For task \(t \geq 2\), model training employs a weighted combination of three losses:

\[ \mathcal{L} = \mathcal{L}_{\text{ce}} + \lambda_1 \cdot \mathcal{L}_{\text{align}} + \lambda_2 \cdot \mathcal{L}_{\text{distill}} \]

(1) Alignment Loss: Pushes learned features toward the corresponding ETF target vertices:

\[ \mathcal{L}_{\text{align}}(\boldsymbol{\mu}_{k,i}^t, \mathbf{e}_{k,t}) = \frac{1}{2}(\mathbf{e}_{k,t}^\top \boldsymbol{\mu}_{k,i}^t - 1)^2 \]

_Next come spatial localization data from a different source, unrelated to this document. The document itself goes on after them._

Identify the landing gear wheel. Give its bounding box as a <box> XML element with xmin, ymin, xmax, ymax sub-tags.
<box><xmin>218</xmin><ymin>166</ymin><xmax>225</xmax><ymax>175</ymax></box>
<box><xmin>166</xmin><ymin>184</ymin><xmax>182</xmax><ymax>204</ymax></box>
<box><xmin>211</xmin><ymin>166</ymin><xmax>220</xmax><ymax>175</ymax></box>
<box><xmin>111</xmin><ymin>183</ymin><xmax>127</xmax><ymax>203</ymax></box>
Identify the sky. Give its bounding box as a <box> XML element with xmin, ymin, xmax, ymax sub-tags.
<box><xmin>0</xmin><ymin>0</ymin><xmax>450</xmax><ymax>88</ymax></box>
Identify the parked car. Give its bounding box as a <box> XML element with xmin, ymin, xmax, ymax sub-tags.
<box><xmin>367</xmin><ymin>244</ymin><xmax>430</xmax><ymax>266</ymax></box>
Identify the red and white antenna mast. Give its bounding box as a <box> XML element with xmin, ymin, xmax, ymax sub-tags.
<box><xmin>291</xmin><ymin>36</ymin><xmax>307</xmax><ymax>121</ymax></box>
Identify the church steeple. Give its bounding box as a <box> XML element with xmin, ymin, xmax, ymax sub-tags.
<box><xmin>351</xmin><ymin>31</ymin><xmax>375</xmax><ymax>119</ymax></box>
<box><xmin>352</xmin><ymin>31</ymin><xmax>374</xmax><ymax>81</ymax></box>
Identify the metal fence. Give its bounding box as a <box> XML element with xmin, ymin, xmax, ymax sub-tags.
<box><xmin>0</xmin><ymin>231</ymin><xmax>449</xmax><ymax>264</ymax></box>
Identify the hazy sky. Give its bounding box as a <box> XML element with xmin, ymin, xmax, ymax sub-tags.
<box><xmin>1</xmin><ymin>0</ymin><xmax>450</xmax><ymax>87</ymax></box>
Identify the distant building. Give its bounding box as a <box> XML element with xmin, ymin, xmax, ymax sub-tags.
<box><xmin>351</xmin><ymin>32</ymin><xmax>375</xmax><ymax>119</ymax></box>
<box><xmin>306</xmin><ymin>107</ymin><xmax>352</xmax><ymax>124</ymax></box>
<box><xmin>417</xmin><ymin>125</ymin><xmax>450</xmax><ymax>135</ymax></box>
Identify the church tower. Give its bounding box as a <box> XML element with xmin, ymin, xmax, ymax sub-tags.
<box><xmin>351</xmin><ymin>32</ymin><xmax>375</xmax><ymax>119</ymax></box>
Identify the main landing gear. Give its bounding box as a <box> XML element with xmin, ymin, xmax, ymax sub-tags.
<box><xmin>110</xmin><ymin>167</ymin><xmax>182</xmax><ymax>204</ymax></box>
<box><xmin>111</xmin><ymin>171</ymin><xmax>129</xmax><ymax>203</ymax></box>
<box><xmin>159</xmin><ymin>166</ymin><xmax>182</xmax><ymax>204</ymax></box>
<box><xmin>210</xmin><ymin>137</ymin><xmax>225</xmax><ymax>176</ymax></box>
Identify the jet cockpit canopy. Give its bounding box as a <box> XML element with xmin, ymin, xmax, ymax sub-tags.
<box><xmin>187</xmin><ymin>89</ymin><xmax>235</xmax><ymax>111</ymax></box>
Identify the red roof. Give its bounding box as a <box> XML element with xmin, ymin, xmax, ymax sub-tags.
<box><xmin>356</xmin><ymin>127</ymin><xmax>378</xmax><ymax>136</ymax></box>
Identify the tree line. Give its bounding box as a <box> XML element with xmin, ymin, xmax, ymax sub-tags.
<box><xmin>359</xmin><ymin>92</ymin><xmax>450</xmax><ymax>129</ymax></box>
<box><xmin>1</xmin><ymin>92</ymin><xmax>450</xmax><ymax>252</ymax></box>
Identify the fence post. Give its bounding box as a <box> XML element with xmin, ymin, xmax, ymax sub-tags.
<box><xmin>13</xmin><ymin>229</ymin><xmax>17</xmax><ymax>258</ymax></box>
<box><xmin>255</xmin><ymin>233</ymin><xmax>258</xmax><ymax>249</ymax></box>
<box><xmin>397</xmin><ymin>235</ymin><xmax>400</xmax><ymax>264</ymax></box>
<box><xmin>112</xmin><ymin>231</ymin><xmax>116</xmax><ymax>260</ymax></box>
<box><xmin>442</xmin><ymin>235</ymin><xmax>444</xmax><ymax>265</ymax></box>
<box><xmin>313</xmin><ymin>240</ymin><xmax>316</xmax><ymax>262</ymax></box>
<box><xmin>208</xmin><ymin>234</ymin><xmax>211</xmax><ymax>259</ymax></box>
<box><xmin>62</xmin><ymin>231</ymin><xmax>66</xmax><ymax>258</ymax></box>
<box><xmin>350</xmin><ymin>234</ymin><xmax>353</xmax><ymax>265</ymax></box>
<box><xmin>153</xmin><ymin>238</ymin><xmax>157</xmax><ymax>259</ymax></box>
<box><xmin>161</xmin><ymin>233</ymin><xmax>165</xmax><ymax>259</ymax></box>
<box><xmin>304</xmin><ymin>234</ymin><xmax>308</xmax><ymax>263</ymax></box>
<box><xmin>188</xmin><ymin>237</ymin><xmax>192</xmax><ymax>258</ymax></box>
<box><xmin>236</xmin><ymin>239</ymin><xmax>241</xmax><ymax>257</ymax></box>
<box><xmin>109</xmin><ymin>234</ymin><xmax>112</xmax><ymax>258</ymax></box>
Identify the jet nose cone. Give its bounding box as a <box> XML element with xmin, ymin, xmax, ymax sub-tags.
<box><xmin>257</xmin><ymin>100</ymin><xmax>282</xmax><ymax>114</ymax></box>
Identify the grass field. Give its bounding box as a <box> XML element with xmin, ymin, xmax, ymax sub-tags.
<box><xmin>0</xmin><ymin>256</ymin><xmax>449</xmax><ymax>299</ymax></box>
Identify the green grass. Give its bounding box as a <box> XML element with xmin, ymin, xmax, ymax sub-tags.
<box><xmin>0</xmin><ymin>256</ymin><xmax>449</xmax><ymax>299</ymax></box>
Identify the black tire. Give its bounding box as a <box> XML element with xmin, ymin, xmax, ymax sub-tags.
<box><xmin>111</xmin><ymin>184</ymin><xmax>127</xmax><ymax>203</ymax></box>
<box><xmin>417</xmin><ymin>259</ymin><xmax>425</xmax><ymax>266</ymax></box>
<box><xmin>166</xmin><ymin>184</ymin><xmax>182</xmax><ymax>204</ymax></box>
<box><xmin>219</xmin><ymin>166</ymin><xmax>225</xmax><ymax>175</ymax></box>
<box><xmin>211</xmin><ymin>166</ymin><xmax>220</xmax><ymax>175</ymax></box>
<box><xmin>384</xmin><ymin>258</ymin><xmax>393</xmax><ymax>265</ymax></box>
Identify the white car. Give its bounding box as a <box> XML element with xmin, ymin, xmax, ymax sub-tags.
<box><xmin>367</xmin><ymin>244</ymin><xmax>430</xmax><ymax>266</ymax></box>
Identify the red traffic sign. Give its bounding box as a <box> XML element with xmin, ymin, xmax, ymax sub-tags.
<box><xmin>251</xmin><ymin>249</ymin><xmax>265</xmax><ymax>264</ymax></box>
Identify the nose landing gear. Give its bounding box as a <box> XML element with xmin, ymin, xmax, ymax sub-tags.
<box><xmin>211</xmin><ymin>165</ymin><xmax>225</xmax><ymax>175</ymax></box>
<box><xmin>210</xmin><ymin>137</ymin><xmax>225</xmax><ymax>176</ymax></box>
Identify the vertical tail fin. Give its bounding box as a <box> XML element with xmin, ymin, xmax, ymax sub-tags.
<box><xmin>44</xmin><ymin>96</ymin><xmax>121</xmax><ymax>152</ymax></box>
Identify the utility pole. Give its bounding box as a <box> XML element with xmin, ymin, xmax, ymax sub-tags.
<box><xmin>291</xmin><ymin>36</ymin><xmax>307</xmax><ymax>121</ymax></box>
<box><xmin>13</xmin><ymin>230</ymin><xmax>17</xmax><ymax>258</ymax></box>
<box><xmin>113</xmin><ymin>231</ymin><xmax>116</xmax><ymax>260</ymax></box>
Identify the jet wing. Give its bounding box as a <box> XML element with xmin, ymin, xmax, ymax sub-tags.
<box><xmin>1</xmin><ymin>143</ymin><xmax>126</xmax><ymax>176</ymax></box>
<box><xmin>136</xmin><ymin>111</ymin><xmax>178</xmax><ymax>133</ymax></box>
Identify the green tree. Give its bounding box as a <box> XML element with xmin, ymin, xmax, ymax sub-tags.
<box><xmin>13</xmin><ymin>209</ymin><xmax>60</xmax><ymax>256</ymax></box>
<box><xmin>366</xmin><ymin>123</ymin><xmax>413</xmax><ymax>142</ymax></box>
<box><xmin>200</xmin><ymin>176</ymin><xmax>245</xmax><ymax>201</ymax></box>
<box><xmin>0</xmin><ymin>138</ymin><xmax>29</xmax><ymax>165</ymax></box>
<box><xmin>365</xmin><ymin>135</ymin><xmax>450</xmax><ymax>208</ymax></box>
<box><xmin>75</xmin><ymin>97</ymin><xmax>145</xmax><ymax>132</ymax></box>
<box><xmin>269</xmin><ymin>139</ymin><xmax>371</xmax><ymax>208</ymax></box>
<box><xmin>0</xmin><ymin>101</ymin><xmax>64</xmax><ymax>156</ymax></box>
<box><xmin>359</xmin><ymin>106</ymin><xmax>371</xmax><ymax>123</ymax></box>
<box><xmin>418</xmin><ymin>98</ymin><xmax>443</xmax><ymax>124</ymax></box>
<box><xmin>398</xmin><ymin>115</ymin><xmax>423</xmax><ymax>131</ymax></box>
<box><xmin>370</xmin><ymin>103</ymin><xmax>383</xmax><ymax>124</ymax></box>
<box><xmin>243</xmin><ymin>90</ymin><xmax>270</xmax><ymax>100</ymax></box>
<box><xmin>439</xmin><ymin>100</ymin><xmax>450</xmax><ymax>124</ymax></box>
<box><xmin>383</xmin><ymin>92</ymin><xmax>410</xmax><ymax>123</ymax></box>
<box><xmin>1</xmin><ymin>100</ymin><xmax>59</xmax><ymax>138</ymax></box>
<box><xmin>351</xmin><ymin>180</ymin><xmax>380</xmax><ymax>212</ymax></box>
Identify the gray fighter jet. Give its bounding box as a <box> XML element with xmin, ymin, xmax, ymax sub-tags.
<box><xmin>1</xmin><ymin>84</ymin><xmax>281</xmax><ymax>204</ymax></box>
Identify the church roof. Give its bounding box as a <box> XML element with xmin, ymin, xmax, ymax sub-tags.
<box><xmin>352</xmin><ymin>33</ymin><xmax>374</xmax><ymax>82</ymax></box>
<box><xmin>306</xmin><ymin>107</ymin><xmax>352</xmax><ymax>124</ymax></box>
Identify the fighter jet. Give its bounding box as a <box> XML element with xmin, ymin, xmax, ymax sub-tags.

(2) Distillation Loss: Mitigates drift of old-class features caused by ETF expansion:

\[ \mathcal{L}_{\text{distill}}(\boldsymbol{\mu}_{k,i}^{(t-1)}, \boldsymbol{\mu}_{k,i}^{(t)}) = \frac{1}{2}((\boldsymbol{\mu}_{k,i}^{(t-1)})^\top \boldsymbol{\mu}_{k,i}^{(t)} - 1)^2 \]

4. Inference

A cosine-similarity-based nearest ETF vertex classifier replaces the linear classifier:

\[ \hat{y} = \arg\max_k \boldsymbol{\mu}_j^\top \mathbf{e}_k \]

Experiments

Main Results

Buffer Method Seq-CIFAR-10 (Class-IL) Seq-CIFAR-100 (Class-IL) Seq-TinyImageNet (Class-IL)
200 ER 44.79 21.78 8.49
200 DER++ 64.88 28.13 11.34
200 STAR 65.94 38.15 13.64
200 NCT (Fixed ETF) 51.59 26.38 10.95
200 ProNC (Ours) 72.70 44.32 20.11
500 DER++ 72.25 41.67 19.69
500 STAR 73.42 49.72 22.18
500 ProNC (Ours) 79.42 52.49 28.27

Ablation Study

Component Seq-CIFAR-10 (FAA) Seq-CIFAR-100 (FAA) Seq-TinyImageNet (FAA)
Full ProNC 72.70 44.32 20.11
w/o Alignment Loss 65.94 38.15 13.64
w/o Distillation Loss 69.82 41.76 17.53
Fixed Global ETF (NCT) 51.59 26.38 10.95

Key Findings

  1. ProNC substantially outperforms all baselines across all datasets, with Class-IL accuracy on TinyImageNet improved by over 6 percentage points.
  2. The alignment loss is the most critical component; removing it degrades performance to the level of STAR.
  3. Progressive ETF expansion is far superior to a fixed ETF; NCT's fixed global ETF is severely limited when the number of classes is large.
  4. Forgetting rate is significantly reduced; ProNC's average forgetting rate is substantially lower than that of DER++ and STAR.

Highlights & Insights

  • No pre-defined global ETF is required; the initial ETF is adaptively extracted from the first task and progressively expanded.
  • Theoretical guarantees (Theorem 1) ensure optimal alignment of the initial ETF.
  • The ETF expansion strategy is based on orthonormal basis preservation, minimizing drift of old-class vertices.
  • The framework is concise and flexible, serving as a plug-in feature regularizer compatible with any replay-based CL method.

Limitations & Future Work

  • The feature dimension \(d\) must satisfy \(d \geq K-1\); ETF expansion becomes constrained when the total number of classes approaches the feature dimensionality.
  • The method still relies on a replay buffer; its effectiveness in purely replay-free settings remains unverified.
  • SVD computation in ETF construction may incur additional overhead when the number of classes is very large.
  • Validation is limited to ResNet-18; larger-scale models and real-world deployment scenarios are not explored.
  • Neural Collapse: Papyan et al. (2020) observed that terminal-phase features converge to a Simplex ETF.
  • ETF-based CL: NCT (Yang et al., 2023b) pre-defines a fixed global ETF; MNC3L (Dang et al., 2025) integrates contrastive learning.
  • Replay-based CL: DER/DER++ (Buzzega et al., 2020), STAR (Eskandar et al., 2025).
  • Knowledge distillation-based CL: iCaRL (Rebuffi et al., 2017), LODE (Liang & Li, 2023).

Rating

  • Novelty: ⭐⭐⭐⭐ — The progressive ETF expansion idea is original and theoretically grounded.
  • Technical Depth: ⭐⭐⭐⭐ — Complete from theory to implementation; Theorem 1 provides rigorous mathematical guarantees.
  • Experimental Thoroughness: ⭐⭐⭐⭐ — Covers 3 datasets and 2 CL scenarios with comprehensive ablations.
  • Value: ⭐⭐⭐⭐ — Plug-and-play feature regularization compatible with multiple CL frameworks.